The bullish case. The FRED Indeed software development job postings index sat at 73.10 as of May 15, 2026. Lower than the 2022 ZIRP peak by a wide margin, but trending up in the last twelve months. So job postings exist, theyre recovering, theyre just not anywhere near the highs that older devs remember.

The thing nobody wants to say. A lot of the “AI replaced X jobs” narrative is upstream of a different story. As reported by Fortune and Tom’s Hardware, Microsoft started canceling many of its direct Claude Code licenses because employees burned through tokens way faster than expected. Uber blew through its entire 2026 AI coding tools budget in four months. Agentic AI can use up to 1,000x more tokens than a normal LLM query. Whats actually happening at many companies isnt “AI is now cheaper than humans.” Its “weve laid people off to free up budget for AI compute that turned out to cost more than the humans did, and now were stuck.”

That last one should be on the front page of every tech outlet for a month. Its not, because it doesnt fit either narrative neatly.

The Two Stories Are the Same Story

Andreessen and Evans are saying the same thing from two angles.

Andreessen is describing the worker side: programmers cant sleep because they feel they have to maximize their agent fleet, or else they fall behind.

Evans is describing the company side: were going to formalize that pressure into our org chart and our comp bands. Output 100x or be one of the 22%.

The middle of this graph is one giant treadmill. If everyone is supposed to be 100x, then 100x is the new 1x. Then someone redefines the goalposts and we all start over. Thats not a productivity revolution. Thats a wage and burnout spiral with extra steps.

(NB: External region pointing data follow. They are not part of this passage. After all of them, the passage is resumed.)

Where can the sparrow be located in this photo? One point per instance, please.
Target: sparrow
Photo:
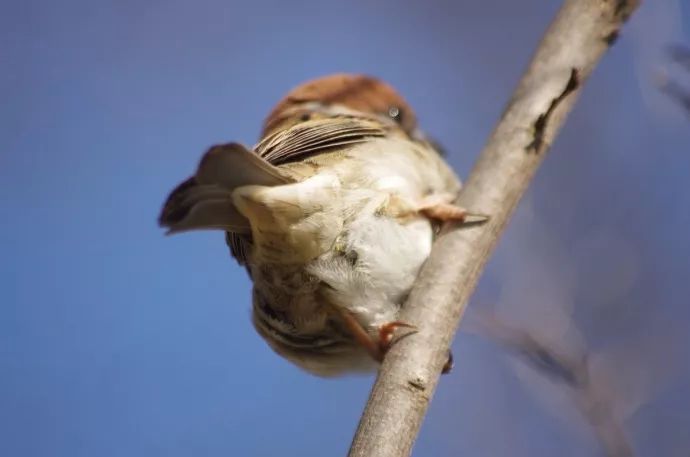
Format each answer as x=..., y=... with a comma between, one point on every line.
x=332, y=214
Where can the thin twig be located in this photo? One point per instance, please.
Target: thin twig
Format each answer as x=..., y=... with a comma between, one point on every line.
x=572, y=46
x=570, y=367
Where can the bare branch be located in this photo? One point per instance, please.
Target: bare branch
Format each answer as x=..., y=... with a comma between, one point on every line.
x=572, y=46
x=570, y=367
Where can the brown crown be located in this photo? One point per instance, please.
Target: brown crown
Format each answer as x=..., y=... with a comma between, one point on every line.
x=357, y=92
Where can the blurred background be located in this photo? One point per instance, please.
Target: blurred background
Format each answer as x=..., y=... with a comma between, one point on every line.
x=118, y=341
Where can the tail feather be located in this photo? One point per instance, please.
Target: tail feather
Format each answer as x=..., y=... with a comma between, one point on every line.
x=204, y=201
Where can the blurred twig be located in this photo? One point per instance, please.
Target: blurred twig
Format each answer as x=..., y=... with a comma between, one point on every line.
x=680, y=55
x=571, y=369
x=572, y=46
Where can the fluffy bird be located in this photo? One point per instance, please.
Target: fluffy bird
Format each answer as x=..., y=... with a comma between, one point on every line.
x=332, y=213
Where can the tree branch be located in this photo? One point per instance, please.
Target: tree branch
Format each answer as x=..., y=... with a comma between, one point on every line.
x=574, y=43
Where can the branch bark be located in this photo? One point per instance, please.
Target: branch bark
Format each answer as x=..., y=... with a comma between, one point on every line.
x=572, y=46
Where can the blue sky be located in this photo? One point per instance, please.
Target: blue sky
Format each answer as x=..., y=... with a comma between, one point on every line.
x=116, y=340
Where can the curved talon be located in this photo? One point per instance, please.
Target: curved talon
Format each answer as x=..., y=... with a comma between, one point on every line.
x=386, y=332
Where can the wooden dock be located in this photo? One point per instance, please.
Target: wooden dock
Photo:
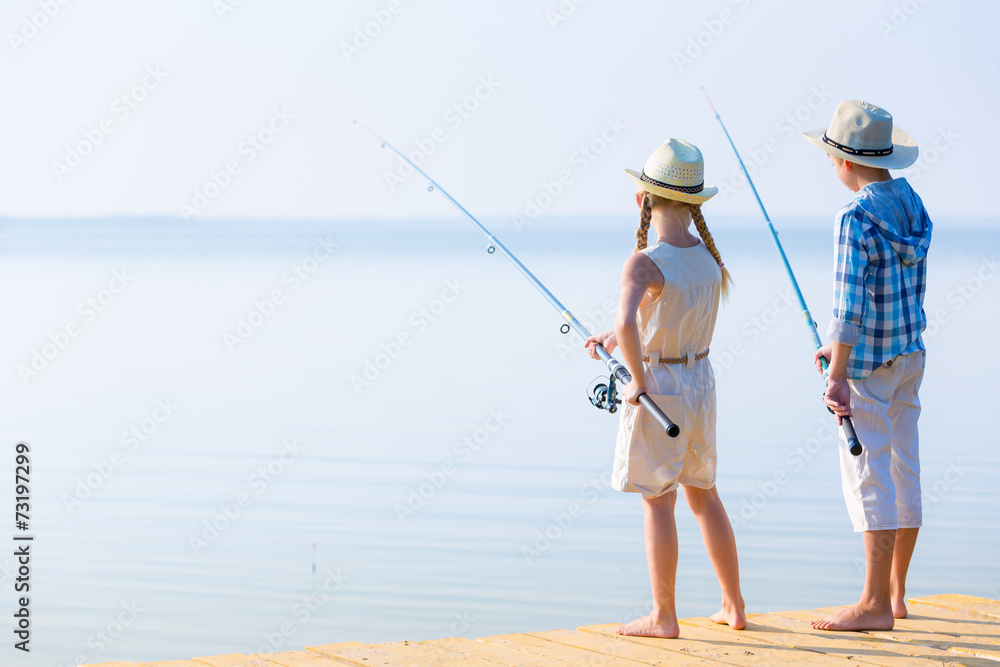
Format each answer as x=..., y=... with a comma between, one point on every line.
x=940, y=630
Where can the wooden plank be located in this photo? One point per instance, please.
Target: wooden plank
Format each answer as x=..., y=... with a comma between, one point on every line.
x=514, y=656
x=513, y=653
x=231, y=660
x=415, y=654
x=968, y=605
x=298, y=659
x=968, y=638
x=858, y=646
x=539, y=648
x=664, y=652
x=735, y=647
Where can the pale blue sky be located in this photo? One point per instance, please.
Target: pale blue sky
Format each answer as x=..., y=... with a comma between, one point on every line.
x=619, y=77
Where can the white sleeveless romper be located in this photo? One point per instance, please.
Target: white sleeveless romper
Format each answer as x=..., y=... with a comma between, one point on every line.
x=680, y=322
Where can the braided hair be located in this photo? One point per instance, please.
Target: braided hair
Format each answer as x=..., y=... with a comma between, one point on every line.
x=645, y=216
x=706, y=237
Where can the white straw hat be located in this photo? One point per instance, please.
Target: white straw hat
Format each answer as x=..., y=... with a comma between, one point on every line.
x=863, y=133
x=675, y=170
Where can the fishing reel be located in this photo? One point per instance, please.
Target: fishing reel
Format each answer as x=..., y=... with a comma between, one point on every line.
x=604, y=395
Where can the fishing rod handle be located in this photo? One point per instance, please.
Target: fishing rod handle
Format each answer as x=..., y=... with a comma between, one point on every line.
x=853, y=443
x=621, y=372
x=852, y=437
x=672, y=429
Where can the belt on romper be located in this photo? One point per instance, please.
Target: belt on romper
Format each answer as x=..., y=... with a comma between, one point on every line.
x=688, y=359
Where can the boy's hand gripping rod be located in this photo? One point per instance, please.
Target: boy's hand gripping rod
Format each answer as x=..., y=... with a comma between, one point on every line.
x=618, y=369
x=852, y=437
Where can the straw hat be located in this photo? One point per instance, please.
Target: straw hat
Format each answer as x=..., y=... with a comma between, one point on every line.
x=863, y=133
x=675, y=170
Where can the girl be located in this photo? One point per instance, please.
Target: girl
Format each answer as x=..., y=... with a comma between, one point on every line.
x=669, y=300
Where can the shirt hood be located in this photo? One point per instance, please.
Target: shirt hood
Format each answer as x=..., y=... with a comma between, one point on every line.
x=900, y=217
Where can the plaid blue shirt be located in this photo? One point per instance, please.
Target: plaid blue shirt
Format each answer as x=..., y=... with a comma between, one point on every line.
x=882, y=238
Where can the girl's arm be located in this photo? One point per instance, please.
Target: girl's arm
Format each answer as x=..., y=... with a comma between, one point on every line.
x=638, y=275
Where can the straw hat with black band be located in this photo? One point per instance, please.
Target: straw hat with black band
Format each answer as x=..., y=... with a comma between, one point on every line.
x=863, y=133
x=675, y=170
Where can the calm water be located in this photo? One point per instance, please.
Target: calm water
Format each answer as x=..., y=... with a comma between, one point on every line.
x=249, y=439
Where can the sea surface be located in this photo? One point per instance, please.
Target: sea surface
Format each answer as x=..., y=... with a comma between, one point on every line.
x=261, y=435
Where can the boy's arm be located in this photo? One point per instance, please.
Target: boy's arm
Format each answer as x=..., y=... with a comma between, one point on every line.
x=850, y=296
x=838, y=392
x=849, y=304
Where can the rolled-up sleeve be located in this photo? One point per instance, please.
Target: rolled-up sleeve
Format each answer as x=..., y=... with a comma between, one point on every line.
x=850, y=296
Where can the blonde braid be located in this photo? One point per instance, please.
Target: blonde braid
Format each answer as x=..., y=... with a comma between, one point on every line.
x=706, y=236
x=645, y=216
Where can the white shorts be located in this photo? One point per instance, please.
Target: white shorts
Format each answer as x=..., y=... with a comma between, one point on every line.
x=649, y=462
x=882, y=486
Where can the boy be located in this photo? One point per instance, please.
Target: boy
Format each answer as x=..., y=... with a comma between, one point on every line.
x=876, y=354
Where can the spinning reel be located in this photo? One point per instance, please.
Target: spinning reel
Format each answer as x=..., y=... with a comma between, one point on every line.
x=604, y=395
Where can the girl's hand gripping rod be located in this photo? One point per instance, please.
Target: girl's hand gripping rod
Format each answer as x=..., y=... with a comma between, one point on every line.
x=617, y=368
x=852, y=437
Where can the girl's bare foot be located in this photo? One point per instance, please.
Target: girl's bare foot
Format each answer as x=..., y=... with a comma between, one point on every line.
x=731, y=616
x=899, y=607
x=653, y=625
x=858, y=617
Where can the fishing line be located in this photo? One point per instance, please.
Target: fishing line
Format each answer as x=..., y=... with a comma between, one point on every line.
x=602, y=396
x=846, y=422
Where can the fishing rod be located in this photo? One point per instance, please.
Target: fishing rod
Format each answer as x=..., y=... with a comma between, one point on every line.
x=846, y=422
x=603, y=396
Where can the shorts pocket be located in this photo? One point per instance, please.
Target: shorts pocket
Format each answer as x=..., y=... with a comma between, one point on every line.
x=881, y=384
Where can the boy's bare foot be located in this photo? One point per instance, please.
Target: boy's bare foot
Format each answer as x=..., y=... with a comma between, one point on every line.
x=653, y=625
x=858, y=617
x=899, y=607
x=731, y=616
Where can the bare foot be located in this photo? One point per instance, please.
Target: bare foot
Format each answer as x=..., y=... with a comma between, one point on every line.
x=731, y=616
x=899, y=606
x=858, y=617
x=653, y=625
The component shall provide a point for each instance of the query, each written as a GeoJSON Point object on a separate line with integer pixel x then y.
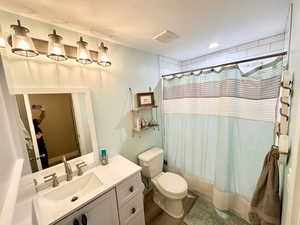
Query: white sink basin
{"type": "Point", "coordinates": [50, 205]}
{"type": "Point", "coordinates": [72, 191]}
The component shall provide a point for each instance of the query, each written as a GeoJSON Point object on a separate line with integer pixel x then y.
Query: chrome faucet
{"type": "Point", "coordinates": [68, 169]}
{"type": "Point", "coordinates": [52, 177]}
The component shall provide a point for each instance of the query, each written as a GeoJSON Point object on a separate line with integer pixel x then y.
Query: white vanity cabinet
{"type": "Point", "coordinates": [101, 211]}
{"type": "Point", "coordinates": [123, 205]}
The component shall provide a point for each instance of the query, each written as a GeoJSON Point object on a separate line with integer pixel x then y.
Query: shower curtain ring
{"type": "Point", "coordinates": [284, 115]}
{"type": "Point", "coordinates": [285, 101]}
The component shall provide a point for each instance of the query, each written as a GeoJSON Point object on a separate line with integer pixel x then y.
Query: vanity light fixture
{"type": "Point", "coordinates": [22, 44]}
{"type": "Point", "coordinates": [83, 54]}
{"type": "Point", "coordinates": [56, 49]}
{"type": "Point", "coordinates": [103, 59]}
{"type": "Point", "coordinates": [214, 45]}
{"type": "Point", "coordinates": [2, 40]}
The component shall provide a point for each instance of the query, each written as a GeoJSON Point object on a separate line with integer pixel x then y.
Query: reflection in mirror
{"type": "Point", "coordinates": [54, 125]}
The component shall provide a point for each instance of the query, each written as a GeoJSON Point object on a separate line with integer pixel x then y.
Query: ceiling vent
{"type": "Point", "coordinates": [165, 36]}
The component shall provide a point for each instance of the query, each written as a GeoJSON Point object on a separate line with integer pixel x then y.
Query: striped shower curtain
{"type": "Point", "coordinates": [219, 125]}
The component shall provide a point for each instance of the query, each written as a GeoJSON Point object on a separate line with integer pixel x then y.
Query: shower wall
{"type": "Point", "coordinates": [265, 46]}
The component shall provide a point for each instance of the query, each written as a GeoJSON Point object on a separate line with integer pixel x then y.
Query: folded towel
{"type": "Point", "coordinates": [265, 203]}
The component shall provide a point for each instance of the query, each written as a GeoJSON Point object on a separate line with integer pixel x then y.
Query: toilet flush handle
{"type": "Point", "coordinates": [131, 189]}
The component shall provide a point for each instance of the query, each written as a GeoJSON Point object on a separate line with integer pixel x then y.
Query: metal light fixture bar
{"type": "Point", "coordinates": [71, 51]}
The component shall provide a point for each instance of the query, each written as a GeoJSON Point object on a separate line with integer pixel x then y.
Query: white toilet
{"type": "Point", "coordinates": [169, 188]}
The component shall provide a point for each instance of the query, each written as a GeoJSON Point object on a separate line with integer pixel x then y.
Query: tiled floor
{"type": "Point", "coordinates": [155, 216]}
{"type": "Point", "coordinates": [203, 213]}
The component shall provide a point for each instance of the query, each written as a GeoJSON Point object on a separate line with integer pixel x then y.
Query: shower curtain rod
{"type": "Point", "coordinates": [227, 64]}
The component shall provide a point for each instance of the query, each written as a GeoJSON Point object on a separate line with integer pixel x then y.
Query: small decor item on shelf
{"type": "Point", "coordinates": [145, 99]}
{"type": "Point", "coordinates": [103, 157]}
{"type": "Point", "coordinates": [139, 123]}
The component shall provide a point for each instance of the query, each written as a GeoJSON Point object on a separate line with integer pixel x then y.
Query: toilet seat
{"type": "Point", "coordinates": [171, 185]}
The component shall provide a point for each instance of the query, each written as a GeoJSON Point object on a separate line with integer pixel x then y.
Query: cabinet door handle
{"type": "Point", "coordinates": [133, 210]}
{"type": "Point", "coordinates": [131, 189]}
{"type": "Point", "coordinates": [84, 219]}
{"type": "Point", "coordinates": [76, 222]}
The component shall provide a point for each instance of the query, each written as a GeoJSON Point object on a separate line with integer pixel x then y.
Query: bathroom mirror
{"type": "Point", "coordinates": [55, 125]}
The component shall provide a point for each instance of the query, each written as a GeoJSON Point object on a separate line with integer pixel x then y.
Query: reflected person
{"type": "Point", "coordinates": [39, 135]}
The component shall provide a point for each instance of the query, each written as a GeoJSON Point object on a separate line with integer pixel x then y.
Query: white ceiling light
{"type": "Point", "coordinates": [56, 49]}
{"type": "Point", "coordinates": [22, 44]}
{"type": "Point", "coordinates": [83, 54]}
{"type": "Point", "coordinates": [214, 45]}
{"type": "Point", "coordinates": [103, 59]}
{"type": "Point", "coordinates": [166, 36]}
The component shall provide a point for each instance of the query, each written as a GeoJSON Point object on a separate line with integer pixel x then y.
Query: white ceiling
{"type": "Point", "coordinates": [134, 22]}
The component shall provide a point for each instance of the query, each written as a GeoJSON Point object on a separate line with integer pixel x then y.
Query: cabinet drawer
{"type": "Point", "coordinates": [133, 208]}
{"type": "Point", "coordinates": [129, 188]}
{"type": "Point", "coordinates": [139, 219]}
{"type": "Point", "coordinates": [102, 209]}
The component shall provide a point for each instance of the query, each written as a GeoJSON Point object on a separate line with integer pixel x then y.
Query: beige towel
{"type": "Point", "coordinates": [265, 204]}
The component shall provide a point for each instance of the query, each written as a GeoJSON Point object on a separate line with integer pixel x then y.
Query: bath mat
{"type": "Point", "coordinates": [204, 213]}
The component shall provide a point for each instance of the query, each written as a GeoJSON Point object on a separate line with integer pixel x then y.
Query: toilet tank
{"type": "Point", "coordinates": [151, 162]}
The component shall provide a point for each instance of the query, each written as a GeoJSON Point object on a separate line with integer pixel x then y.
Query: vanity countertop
{"type": "Point", "coordinates": [118, 169]}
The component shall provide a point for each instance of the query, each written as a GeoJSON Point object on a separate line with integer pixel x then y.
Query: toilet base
{"type": "Point", "coordinates": [173, 207]}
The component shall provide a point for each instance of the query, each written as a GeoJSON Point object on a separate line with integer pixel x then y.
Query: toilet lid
{"type": "Point", "coordinates": [172, 184]}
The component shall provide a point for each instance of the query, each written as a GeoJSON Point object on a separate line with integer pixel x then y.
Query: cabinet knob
{"type": "Point", "coordinates": [133, 210]}
{"type": "Point", "coordinates": [84, 219]}
{"type": "Point", "coordinates": [131, 189]}
{"type": "Point", "coordinates": [76, 222]}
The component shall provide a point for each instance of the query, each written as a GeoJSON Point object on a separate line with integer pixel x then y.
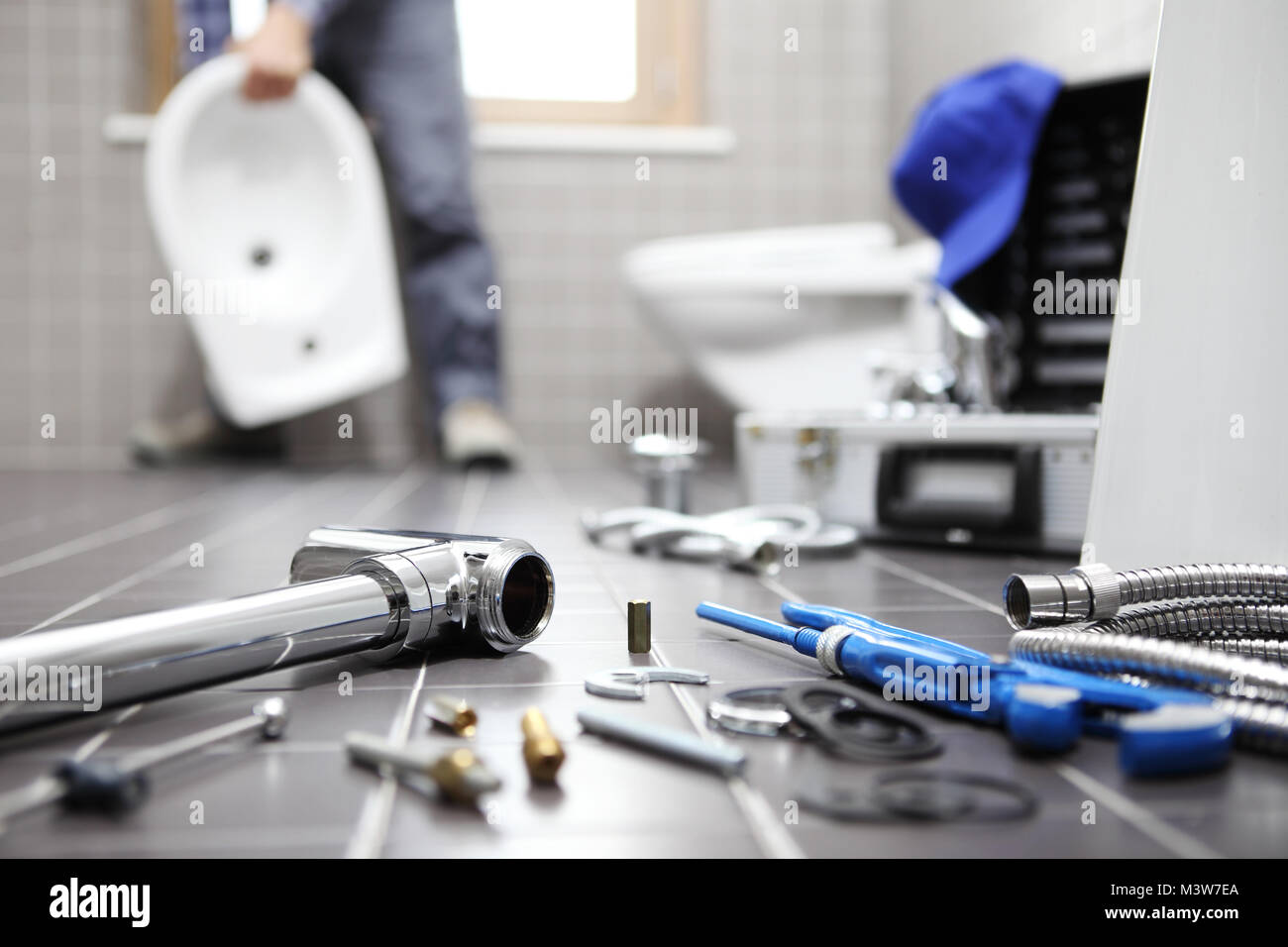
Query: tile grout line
{"type": "Point", "coordinates": [127, 528]}
{"type": "Point", "coordinates": [209, 541]}
{"type": "Point", "coordinates": [1137, 815]}
{"type": "Point", "coordinates": [897, 569]}
{"type": "Point", "coordinates": [768, 832]}
{"type": "Point", "coordinates": [158, 567]}
{"type": "Point", "coordinates": [1134, 814]}
{"type": "Point", "coordinates": [369, 835]}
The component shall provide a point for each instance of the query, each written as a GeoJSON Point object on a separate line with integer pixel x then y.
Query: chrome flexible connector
{"type": "Point", "coordinates": [1252, 692]}
{"type": "Point", "coordinates": [1164, 660]}
{"type": "Point", "coordinates": [1250, 629]}
{"type": "Point", "coordinates": [1222, 629]}
{"type": "Point", "coordinates": [1095, 591]}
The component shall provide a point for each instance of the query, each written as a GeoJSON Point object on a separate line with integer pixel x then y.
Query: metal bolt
{"type": "Point", "coordinates": [639, 626]}
{"type": "Point", "coordinates": [541, 749]}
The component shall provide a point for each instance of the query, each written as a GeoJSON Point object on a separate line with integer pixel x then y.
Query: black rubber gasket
{"type": "Point", "coordinates": [921, 795]}
{"type": "Point", "coordinates": [910, 792]}
{"type": "Point", "coordinates": [846, 724]}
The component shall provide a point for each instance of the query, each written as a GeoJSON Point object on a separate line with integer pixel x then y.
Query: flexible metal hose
{"type": "Point", "coordinates": [1224, 631]}
{"type": "Point", "coordinates": [1252, 629]}
{"type": "Point", "coordinates": [1252, 692]}
{"type": "Point", "coordinates": [1096, 591]}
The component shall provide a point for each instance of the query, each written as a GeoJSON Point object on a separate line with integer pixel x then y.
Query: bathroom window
{"type": "Point", "coordinates": [581, 60]}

And the thing is, neither side has the receipts to prove that this 100x output actually exists in any sustained, measurable way. Theres a lot of “the best engineers are now ten thousand times more productive” rhetoric and very little “heres our actual revenue per engineer YoY and heres how it correlates to AI tool adoption” data. When the numbers do show up, they tend to look like Microsofts: the tools cost more than expected, the gains are real but bounded, the burnout is also real.

My Take, For Whatever Its Worth

I dont want to dunk on either of these guys too hard, because theres a real signal underneath all the noise.

Andreessen is right that some programmers are clocking absurd hours with AI tools and feeling productive doing it. Ive done it. You probably have too. The tools are genuinely impressive and the temptation to keep them spinning is real. The “vampire” framing is annoying but its describing a real pattern.

Evans is right that AI changes what roles look like. The bottleneck in a lot of teams really has shifted from writing code to orchestrating systems, reviewing output, and figuring out what to build. The people who are good at that part are getting more leverage. Thats true.

Where I get nervous is when both of those reasonable observations get inflated into “we should all be 100x” and “sleep is a waste.” Because thats not how humans work, and its not how products work either. Burnt-out engineers ship worse code, not more code. Users dont want a product that mutates 100x. And companies that turn their org charts into Hunger Games tend to lose their best people first, not last, because the best people have options.

Maybe Im wrong. Maybe Evans pulls it off, ClickUp 6.0 is incredible, the survivors take home a million dollars each, and we all look like idiots in two years. Stranger things have happened in this industry. Im not going to pretend I can predict it.

What I do think is worth saying out loud is this: the “AI productivity miracle” narrative is currently outrunning the data supporting it. Were making strategic decisions, including who gets to keep a job, based on stories told on podcasts and X memos rather than measured outcomes. That gap will close eventually, one way or the other. I would rather we close it before we burn through the careers of an entire generation of developers chasing a 100x dragon that may or may not exist.

Build less, sleep more, ship things that matter. Boring advice. Probably right.